Se quiser ler e me mandar suas impressões, será uma honra para mim.
Desde já, obrigado. Nos cruzamos em breve.
*'s
Santiago Nazarian
[Infelizmente, eu e Scliar nunca mais nos cruzamos.]
A resposta:
Meu caro Santiago, muito obrigado pela mensagem, pelas amáveis palavras e pelo belíssimo conto, que li com o maior interesse e emoção. Realmente, você deu uma dimensão nova à idéia! Para mim é motivo de orgulho que minha história possa, ao menos em parte, ter lhe servido de inspiração. E agora temos um time: jaguar, tigre e guepardo! Imbatível! Aguardo ansioso seu livro. Até lá, receba o grande abr. do fã Moacyr Scliar
O que eu não mencionei para Scliar, e meio que tinha deixado de lado para mim mesmo é que dos treze para os catorze anos eu ESTIVE num navio. Um transatlântico bem burguês, como narrado no livro, com minha mãe e minha irmã, "com shows de mágica e bingo. Até com números circenses e entradas sub-reptícias no cassino."

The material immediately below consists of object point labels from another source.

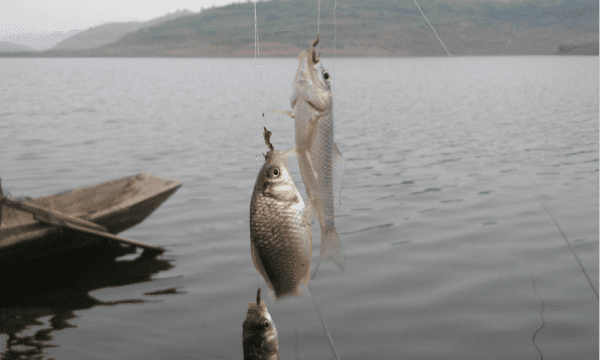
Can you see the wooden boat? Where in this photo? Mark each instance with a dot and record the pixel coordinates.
(79, 218)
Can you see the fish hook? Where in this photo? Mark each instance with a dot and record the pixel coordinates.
(267, 136)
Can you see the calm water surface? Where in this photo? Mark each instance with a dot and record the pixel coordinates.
(450, 251)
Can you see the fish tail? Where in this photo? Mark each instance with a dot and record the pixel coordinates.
(331, 248)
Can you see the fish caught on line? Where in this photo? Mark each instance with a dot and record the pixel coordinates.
(259, 335)
(321, 163)
(280, 232)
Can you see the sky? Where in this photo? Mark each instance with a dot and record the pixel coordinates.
(42, 23)
(45, 16)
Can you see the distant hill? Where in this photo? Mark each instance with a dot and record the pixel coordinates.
(111, 32)
(364, 28)
(579, 49)
(9, 47)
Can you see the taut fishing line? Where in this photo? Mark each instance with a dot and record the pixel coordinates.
(540, 195)
(259, 77)
(257, 60)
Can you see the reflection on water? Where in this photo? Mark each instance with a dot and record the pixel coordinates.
(44, 294)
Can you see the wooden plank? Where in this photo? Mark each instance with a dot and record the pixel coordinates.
(53, 217)
(113, 237)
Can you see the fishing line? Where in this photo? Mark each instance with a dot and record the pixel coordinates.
(540, 196)
(259, 76)
(334, 39)
(331, 344)
(319, 19)
(541, 316)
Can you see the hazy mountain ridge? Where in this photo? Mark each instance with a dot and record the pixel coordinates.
(111, 32)
(364, 28)
(6, 46)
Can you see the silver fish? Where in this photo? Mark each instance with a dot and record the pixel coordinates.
(321, 163)
(280, 233)
(259, 336)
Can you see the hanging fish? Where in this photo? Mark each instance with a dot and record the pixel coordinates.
(280, 233)
(259, 336)
(321, 163)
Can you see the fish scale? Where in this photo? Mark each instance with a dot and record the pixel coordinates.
(280, 232)
(321, 163)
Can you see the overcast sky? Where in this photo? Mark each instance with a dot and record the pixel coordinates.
(44, 16)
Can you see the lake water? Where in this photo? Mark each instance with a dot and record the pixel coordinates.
(449, 164)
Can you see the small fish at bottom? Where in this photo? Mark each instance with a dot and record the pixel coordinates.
(259, 337)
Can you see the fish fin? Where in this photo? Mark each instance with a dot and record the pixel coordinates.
(339, 166)
(331, 248)
(284, 112)
(309, 214)
(259, 266)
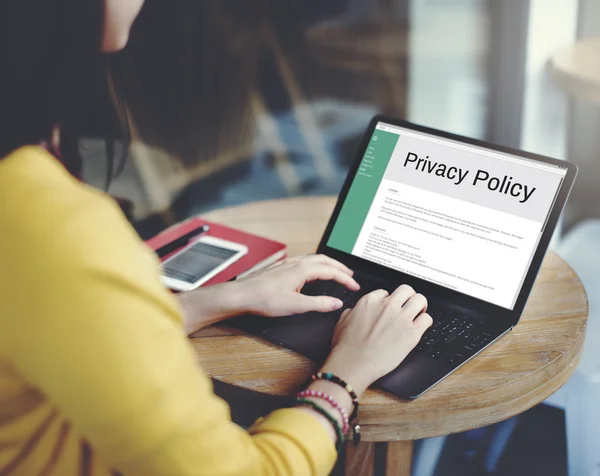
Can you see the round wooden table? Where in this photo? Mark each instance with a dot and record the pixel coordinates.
(518, 372)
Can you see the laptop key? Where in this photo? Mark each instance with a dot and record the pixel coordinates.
(436, 354)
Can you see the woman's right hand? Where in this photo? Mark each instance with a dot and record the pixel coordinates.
(372, 339)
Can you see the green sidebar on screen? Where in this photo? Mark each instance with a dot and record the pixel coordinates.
(362, 191)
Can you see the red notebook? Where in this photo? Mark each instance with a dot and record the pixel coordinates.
(262, 252)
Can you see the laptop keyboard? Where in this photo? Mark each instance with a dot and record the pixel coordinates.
(453, 338)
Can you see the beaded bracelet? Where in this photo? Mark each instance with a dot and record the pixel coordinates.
(332, 402)
(336, 425)
(338, 381)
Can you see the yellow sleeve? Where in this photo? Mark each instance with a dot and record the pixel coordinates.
(95, 331)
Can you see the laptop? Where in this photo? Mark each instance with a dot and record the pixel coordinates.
(464, 222)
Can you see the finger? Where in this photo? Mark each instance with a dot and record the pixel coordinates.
(301, 303)
(323, 259)
(345, 314)
(326, 273)
(378, 295)
(423, 322)
(415, 306)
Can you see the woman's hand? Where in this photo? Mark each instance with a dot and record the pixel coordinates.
(372, 339)
(272, 292)
(275, 291)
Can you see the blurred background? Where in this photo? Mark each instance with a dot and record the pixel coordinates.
(279, 102)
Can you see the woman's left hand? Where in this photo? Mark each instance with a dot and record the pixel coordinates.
(275, 291)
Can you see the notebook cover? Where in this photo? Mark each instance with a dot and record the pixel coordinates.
(259, 248)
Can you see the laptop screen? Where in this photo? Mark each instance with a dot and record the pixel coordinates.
(458, 215)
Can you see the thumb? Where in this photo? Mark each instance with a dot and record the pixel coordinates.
(301, 303)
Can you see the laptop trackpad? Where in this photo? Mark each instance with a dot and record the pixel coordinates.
(308, 334)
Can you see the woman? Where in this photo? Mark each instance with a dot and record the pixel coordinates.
(96, 374)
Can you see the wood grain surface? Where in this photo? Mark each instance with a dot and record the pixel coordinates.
(521, 370)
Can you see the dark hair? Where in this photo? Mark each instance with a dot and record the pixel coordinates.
(53, 74)
(188, 73)
(187, 90)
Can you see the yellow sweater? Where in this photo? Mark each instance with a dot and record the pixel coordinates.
(96, 374)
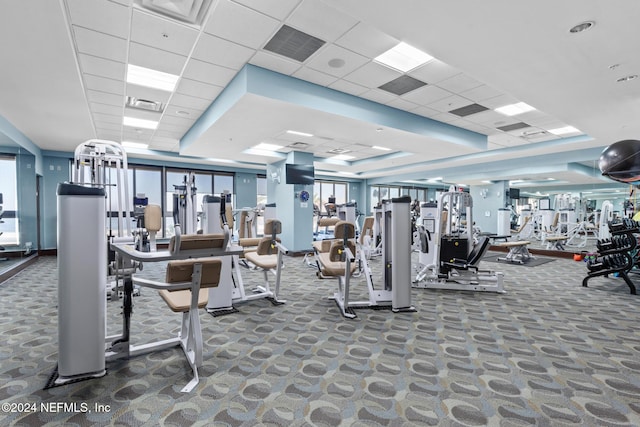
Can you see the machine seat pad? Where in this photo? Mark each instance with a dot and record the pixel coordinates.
(198, 241)
(180, 301)
(266, 262)
(514, 243)
(328, 222)
(333, 268)
(249, 241)
(181, 271)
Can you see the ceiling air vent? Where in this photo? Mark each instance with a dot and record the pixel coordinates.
(514, 126)
(299, 145)
(144, 104)
(402, 85)
(189, 11)
(338, 151)
(468, 110)
(293, 44)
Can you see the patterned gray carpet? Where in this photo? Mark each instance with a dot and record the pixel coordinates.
(546, 353)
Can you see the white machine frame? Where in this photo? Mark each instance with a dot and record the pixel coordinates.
(396, 261)
(456, 274)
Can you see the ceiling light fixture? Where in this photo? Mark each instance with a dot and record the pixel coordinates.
(403, 57)
(582, 27)
(295, 132)
(147, 77)
(131, 144)
(342, 157)
(514, 109)
(139, 123)
(564, 130)
(265, 146)
(627, 78)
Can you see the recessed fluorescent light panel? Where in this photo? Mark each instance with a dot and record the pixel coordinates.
(139, 123)
(403, 57)
(514, 109)
(151, 78)
(268, 147)
(295, 132)
(564, 130)
(130, 144)
(342, 157)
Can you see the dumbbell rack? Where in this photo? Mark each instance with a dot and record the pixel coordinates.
(617, 254)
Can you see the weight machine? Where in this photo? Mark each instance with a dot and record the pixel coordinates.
(396, 261)
(231, 287)
(453, 258)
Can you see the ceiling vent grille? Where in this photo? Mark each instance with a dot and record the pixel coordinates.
(143, 104)
(402, 85)
(299, 145)
(514, 126)
(189, 11)
(293, 44)
(468, 110)
(338, 151)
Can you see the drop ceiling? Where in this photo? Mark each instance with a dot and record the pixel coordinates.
(63, 82)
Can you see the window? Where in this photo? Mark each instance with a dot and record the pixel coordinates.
(9, 224)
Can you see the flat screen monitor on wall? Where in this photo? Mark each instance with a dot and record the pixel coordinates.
(299, 174)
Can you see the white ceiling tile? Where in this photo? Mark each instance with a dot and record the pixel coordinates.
(105, 98)
(372, 75)
(181, 100)
(208, 73)
(378, 95)
(107, 118)
(459, 83)
(485, 117)
(449, 103)
(106, 109)
(142, 114)
(321, 61)
(101, 67)
(196, 88)
(245, 26)
(316, 18)
(366, 40)
(110, 126)
(156, 59)
(278, 9)
(150, 94)
(402, 104)
(103, 84)
(218, 51)
(426, 95)
(434, 71)
(182, 121)
(348, 87)
(314, 76)
(274, 62)
(100, 44)
(426, 112)
(480, 93)
(99, 15)
(169, 134)
(446, 118)
(134, 134)
(154, 31)
(172, 110)
(499, 101)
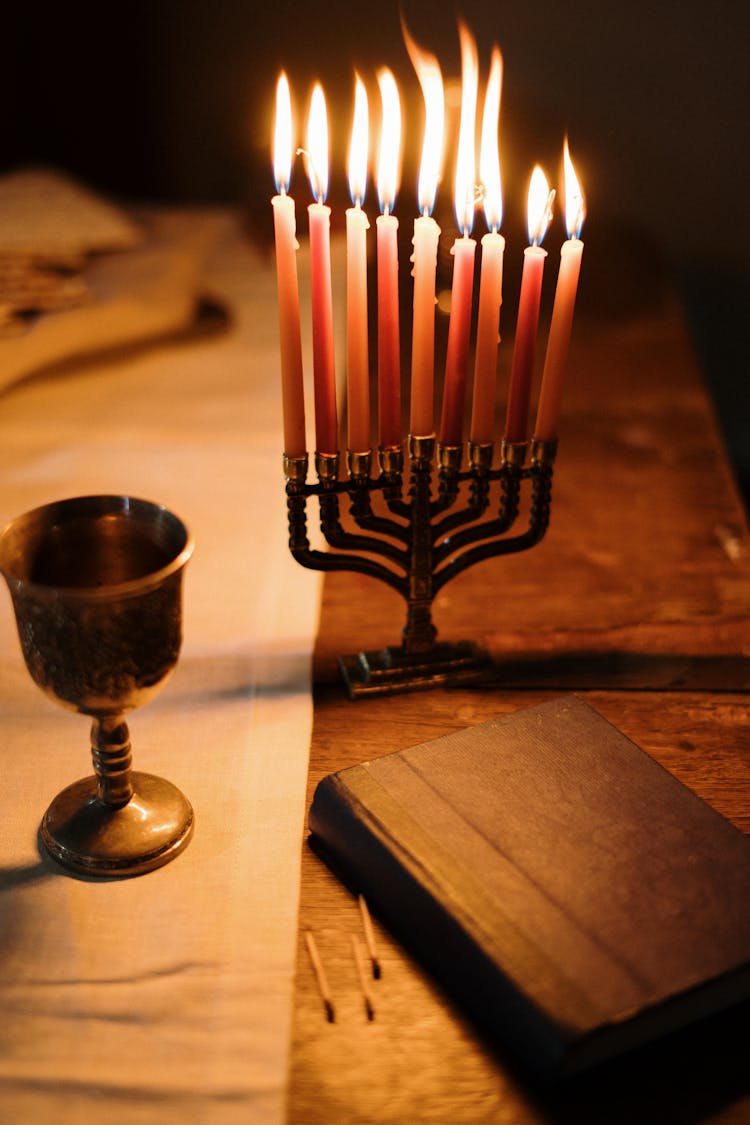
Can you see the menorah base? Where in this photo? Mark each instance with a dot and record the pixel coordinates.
(388, 671)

Eu não encontrei nenhum guepardo, não. Na verdade, tive uma namoradinha, gaúcha, Fernanda, não esqueci dela (ela esqueceu de mim? O que foi feito dela?). Mas o conto é um pouco mais boiolinha... É essa minha tendência, sabe, de androginizar e (homo)sexualizar todo adolescente, como se todo adolescente fosse andrógino, e como um menino de 14 anos fosse de fato um ser sexual...
Bem, um menino de 14 anos é um ser sexual, se a gente lembrar bem, mas quando nós, bode velhos, olhamos de fora, eles parecem apenas crianças. Diferentemente das meninas, meninos de 14 anos, na verdade, na realidade, no mundo real, fora das páginas e longe dos guepardos, são crianças... Quer ver?
Que bebê! Esse era EU, aos treze para os catorze, num cruzeiro em alto mar, cumprimentando o capitão.
Mas o livro é muito mais do que isso! É um oceano de prazeres, e espermas e espadas e águas-vivas. Compra logo e não me enche o saco!
Só venha falar comigo quando terminar "Todas as cabeças no chão, menos a minha!" O último conto, e o meu favorito.